Read more:US 10-year yield posts biggest weekly drop in seven years

China did not specify how it would retaliate, but its ambassador to the United Nations Zhang Jun said Beijing would take “necessary countermeasures” to protect its rights and bluntly described Trump's move as “an irrational, irresponsible act.”

Trade war

Analysts have said retaliatory options include tariffs, a ban on export of rare earths used in everything from military equipment to consumer electronics, and penalties against US companies in China. The trade war between the world's largest economies has already dislocated global supply chains and slowed economic growth. The abrupt escalation capped a critical week for global markets after the US Federal Reserve delivered a widely anticipated interest rate cut but played down expectations of many more ahead.

“The tariff threat was a splash of cold water. The market had become accustomed to the current state of US-China trade negotiations, but a hike in tariffs wakes you up to the fact that the trade war is still with us,” said Michael Antonelli, market strategist at Robert W. Baird in Milwaukee.

The Dow Jones Industrial Average fell 98.41 points, or 0.37 per cent, to 26,485.01, the S&P 500 lost 21.51 points, or 0.73%, to 2,932.05 and the Nasdaq Composite dropped 107.05 points, or 1.32 per cent, to 8,004.07. The Wilshire 5000 total US stock market index lost $1.1 trillion in market capitalization over the week.

The pan-European STOXX 600 index lost 2.46 per cent, the most for any day this year, and MSCI's gauge of stocks across the globe shed 1.18 per cent.
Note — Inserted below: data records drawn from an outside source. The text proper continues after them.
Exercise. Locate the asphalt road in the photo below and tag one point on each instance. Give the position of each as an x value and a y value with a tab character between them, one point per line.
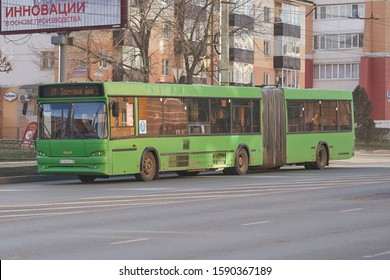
338	213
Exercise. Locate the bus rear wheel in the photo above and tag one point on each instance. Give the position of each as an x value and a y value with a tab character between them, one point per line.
148	168
86	178
321	158
241	164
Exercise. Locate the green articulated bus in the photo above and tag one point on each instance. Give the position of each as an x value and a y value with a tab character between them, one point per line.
106	129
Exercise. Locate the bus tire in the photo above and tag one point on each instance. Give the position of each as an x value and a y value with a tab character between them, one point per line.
187	173
241	162
227	171
149	170
86	178
321	158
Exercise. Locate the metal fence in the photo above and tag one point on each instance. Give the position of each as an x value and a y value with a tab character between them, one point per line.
17	150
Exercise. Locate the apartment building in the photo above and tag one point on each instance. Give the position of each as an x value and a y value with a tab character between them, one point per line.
350	48
33	59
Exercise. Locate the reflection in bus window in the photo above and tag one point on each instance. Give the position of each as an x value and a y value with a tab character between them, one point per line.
256	115
241	116
151	114
312	116
84	120
295	113
329	115
175	116
123	125
220	111
345	115
198	115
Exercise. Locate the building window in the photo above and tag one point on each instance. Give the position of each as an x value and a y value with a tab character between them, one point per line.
267	14
267	78
287	78
340	11
340	41
336	71
47	60
290	14
165	67
266	48
103	60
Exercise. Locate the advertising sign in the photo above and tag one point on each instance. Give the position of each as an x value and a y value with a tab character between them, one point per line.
28	136
32	16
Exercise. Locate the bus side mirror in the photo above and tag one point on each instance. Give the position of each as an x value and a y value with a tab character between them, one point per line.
25	107
115	109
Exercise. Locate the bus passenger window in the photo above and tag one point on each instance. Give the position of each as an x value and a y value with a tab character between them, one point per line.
312	116
241	116
123	125
345	116
220	111
198	115
329	115
256	116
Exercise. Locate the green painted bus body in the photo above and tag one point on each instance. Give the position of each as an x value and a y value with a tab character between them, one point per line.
302	147
110	157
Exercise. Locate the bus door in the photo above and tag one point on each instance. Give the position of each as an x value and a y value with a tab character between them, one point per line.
274	127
Emerging market stocks lost 2.03% and posted their ninth-straight session of declines, while futures in Japan's Nikkei lost 0.71 per cent.

More Fed cuts seen

US data on Friday showed employment growth in July slowed as expected, which along with trade turmoil may encourage the Federal Reserve to cut interest rates again in September. “On balance it is probably a slightly dollar-negative (employment) number because (it) increases the case for a Fed rate cut in September. We're already at the point where we're trading that,” said Greg Anderson, global head of foreign exchange strategy at BMO Capital Markets in New York.

A further 25-basis-point cut by the Fed is priced in for the central bank's September meeting while the chance of another cut in October is roughly 3-in-5 according to Fed futures markets. Safe-haven assets were bid across markets with German 10-year government bond yields dropping to an all-time low of -0.502 per cent and the country's entire government bond yield curve turning negative for the first time ever.
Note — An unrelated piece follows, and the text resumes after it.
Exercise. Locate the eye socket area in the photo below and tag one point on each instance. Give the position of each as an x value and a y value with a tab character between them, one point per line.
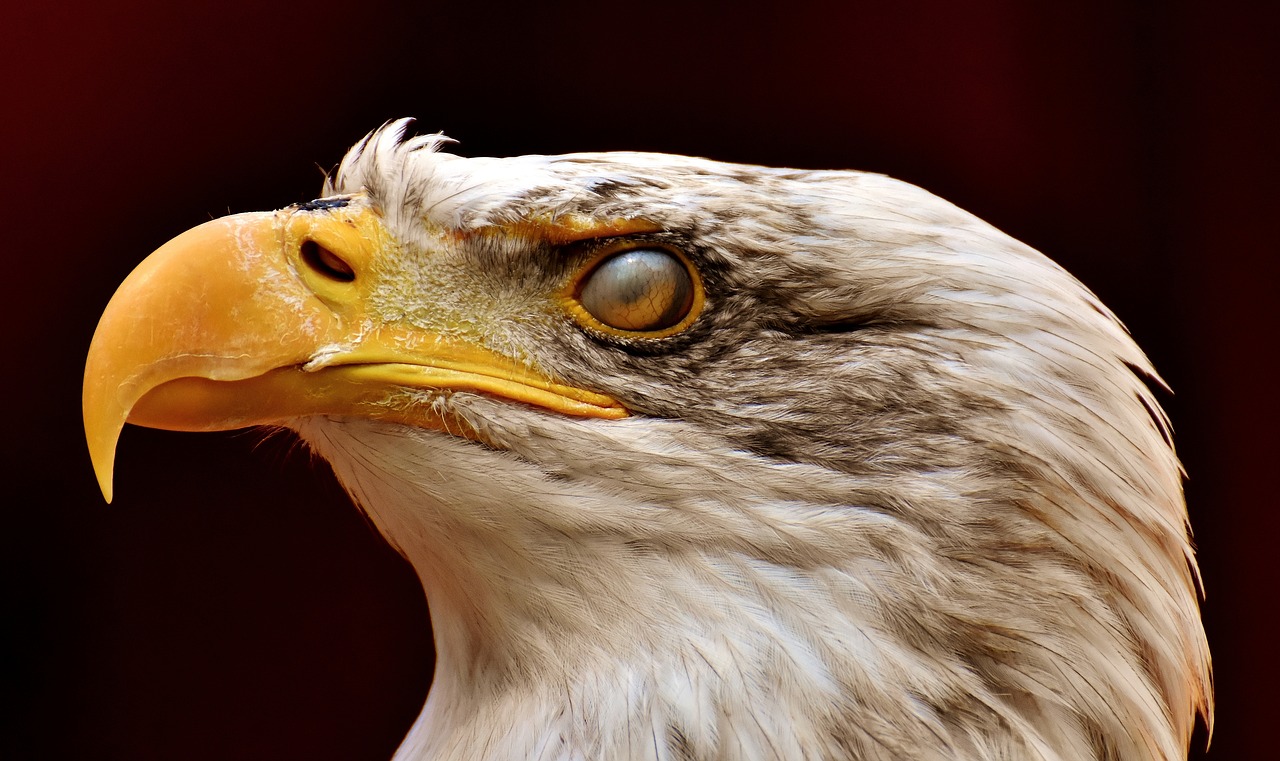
645	290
Benchmark 10-year notes last rose 14/32 in price to yield 1.8434 per cent, from 1.892 per cnet on Thursday. This week yields touched their lowest since Trump's election in November 2016 and the benchmark posted its largest weekly drop since 2012. “In the grand scheme of things, it will become clearer and clearer that the Federal Reserve has started an easing cycle and will have no choice but to cut rates further,” said Akira Takei, fund manager at Asset Management One.

In currency markets the Japanese yen, which on Thursday gained the most in over two years against the dollar, further strengthened 0.73 per cent to 106.59 per dollar. The Swiss franc reached a two-year high of 1.0906 against the euro, which bounced back from a two-year low of $1.1025 earlier in the week. The common currency was recently up 0.2 per cent to $1.1105.

The British pound held near a 30-month low versus the dollar as the governing Conservatives' majority in parliament was reduced to one seat, three months before the country is due to leave the European Union. Sterling was last trading at $1.2164, up 0.27 per cent on the day. US crude rose 2.35 per cent to $55.22 per barrel and Brent was last at $61.30, up 1.32 per cent on the day.